Vibrational modes and structural characteristics of (Ba0.3Sr0.7)[(ZnxMg1−x)1/3Nb2/3]O3 solid solutions

Abstract

(Ba_0.3Sr_0.7)[(Zn_xMg_1−x)_1/3Nb_2/3]O₃ (BSZMN) (x = 0.0, 0.2, 0.4, 0.6, 0.8, 1.0) solid solution ceramics were synthesized by the conventional solid-state sintering technique. Vibration spectra (Raman spectroscopy and Fourier transform far-infrared reflection spectroscopy, short for FTIR) and X-ray diffraction (XRD) were employed to evaluate the correlation between crystal structures and vibration modes of these solid solutions as a function of Mg²⁺ ions replaced by Zn²⁺ ions. It is verified that these ceramics present a phase transition, i.e., the crystal structure changes from hexagonal phase (Pm1, where x ≤ 0.4) to the pseudocubic phase (I4/mcm, where x ≥ 0.8) with increasing Zn²⁺ content.
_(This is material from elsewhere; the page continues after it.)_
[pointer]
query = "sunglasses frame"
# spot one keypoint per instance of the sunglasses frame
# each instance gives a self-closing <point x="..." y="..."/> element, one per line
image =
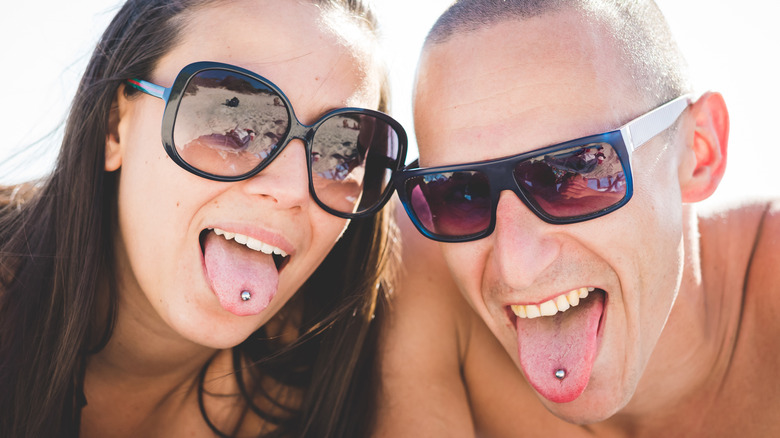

The phase transition is a gradual process, the sample where x = 0.6 is of the transition phase, i.e., at x = 0.6, phase transition begins to appear from hexagonal phase to pseudocubic phase but is not complete. The phase transition is also verified by the FTIR spectra. Tilting of oxygen octahedra is the main reason for the phase transition. The phonon modes of the vibration spectra were assigned, the position and width were determined, and the correlation of phonon vibrations with the microstructure for the different atoms substituted in B′-site was found.